Tenuous access to these resources can increase women’s workloads, threaten household food security and expose them to harassment.

Faced with these new hardships, many women find that the social networks on which they depend fray when communities relocate. For instance, girls often collect firewood or water in groups, while mothers rely on neighbours or extended family to help with childcare. When women are separated from their networks, they no longer have the support systems they need to cope with daily challenges and manage their many household responsibilities.

Sidelined in community decision-making on land

Including women’s voices in local decision-making bodies can help communities address gender disparities in land compensation and resettlement schemes by giving them the opportunity to say “yes” or “no” to proposed land deals, to help negotiate company appraisal processes to ensure that investors do not exclude their assets from valuations, and to raise their specific concerns about relocation plans.

But in both countries, governments’ efforts to improve women’s representation are falling short.
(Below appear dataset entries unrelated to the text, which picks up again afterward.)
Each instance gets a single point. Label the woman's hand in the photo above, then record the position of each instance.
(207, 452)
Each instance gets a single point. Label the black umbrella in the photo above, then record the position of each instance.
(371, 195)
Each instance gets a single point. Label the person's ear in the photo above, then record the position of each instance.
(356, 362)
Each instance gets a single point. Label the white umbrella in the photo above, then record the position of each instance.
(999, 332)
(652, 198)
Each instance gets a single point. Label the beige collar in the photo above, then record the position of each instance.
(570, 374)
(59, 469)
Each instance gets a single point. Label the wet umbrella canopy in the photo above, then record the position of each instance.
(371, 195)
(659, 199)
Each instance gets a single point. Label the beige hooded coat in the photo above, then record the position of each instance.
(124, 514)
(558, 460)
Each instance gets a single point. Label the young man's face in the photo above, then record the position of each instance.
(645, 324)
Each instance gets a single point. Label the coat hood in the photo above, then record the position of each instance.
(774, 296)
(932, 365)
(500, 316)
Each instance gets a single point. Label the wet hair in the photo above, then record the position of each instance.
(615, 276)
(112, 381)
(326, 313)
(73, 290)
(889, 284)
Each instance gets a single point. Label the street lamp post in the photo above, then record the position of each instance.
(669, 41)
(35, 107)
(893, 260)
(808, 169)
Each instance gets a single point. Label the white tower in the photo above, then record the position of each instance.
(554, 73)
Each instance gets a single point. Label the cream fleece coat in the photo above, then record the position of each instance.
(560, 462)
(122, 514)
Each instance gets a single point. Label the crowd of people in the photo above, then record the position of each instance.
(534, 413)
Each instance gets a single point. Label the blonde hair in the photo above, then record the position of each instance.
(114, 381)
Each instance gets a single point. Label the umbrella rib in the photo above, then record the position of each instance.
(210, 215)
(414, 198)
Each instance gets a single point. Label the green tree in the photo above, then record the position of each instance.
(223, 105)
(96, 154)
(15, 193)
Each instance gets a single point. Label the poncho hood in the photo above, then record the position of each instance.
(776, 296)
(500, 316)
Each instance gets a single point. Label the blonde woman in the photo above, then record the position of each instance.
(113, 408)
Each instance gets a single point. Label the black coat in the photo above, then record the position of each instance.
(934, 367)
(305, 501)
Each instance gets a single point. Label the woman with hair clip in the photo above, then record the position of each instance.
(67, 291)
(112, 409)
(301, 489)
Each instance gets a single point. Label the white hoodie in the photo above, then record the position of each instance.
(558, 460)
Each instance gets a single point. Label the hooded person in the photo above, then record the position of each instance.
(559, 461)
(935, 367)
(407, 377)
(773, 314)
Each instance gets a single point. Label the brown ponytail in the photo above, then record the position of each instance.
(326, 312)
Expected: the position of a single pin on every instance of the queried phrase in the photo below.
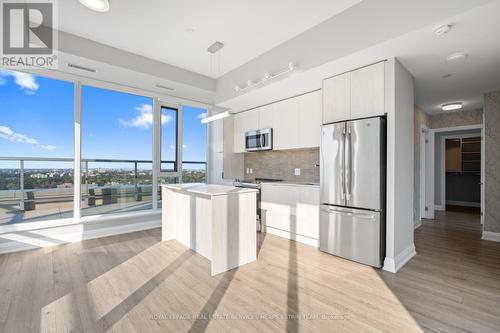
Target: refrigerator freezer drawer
(351, 234)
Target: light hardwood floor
(134, 283)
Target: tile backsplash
(281, 164)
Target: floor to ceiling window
(37, 123)
(194, 145)
(116, 151)
(36, 148)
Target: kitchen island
(216, 221)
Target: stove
(255, 184)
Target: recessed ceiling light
(215, 47)
(96, 5)
(442, 29)
(82, 68)
(457, 57)
(451, 106)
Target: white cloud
(145, 117)
(9, 134)
(25, 81)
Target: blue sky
(36, 120)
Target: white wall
(400, 166)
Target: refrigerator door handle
(332, 210)
(342, 169)
(348, 165)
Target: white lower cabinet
(291, 211)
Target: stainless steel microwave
(259, 140)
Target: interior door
(364, 163)
(332, 164)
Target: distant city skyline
(36, 120)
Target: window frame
(174, 171)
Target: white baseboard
(34, 239)
(463, 203)
(299, 238)
(491, 236)
(418, 224)
(394, 264)
(440, 207)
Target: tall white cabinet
(356, 94)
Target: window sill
(27, 226)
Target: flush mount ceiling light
(451, 106)
(442, 29)
(215, 117)
(457, 57)
(96, 5)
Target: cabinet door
(244, 122)
(285, 124)
(336, 98)
(278, 207)
(310, 112)
(308, 211)
(239, 133)
(368, 91)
In Tanzania, the law mandates women’s presence in village councils, but the quota only gives a minority of seats to women, making it easy to secure the meeting quorum without women’s participation.

Similarly, in Mozambique, generic language in land regulations, such as “local communities shall be consulted,” does not require investors to include women in the consultation process. Many major decisions on land, including selling collectively held property to investors, are made by male leaders or in meetings exclusive to men. Even if women attend, many stay silent due to an unspoken assumption that the men speak on behalf of the entire community.

The way forward

Many rural women’s lives and livelihoods depend almost entirely on their land. Advancing their land rights — from equal treatment in commercial land deals to better representation in community decision-making — is critical to realising gender equality not just in Tanzania and Mozambique, but in countries across Africa.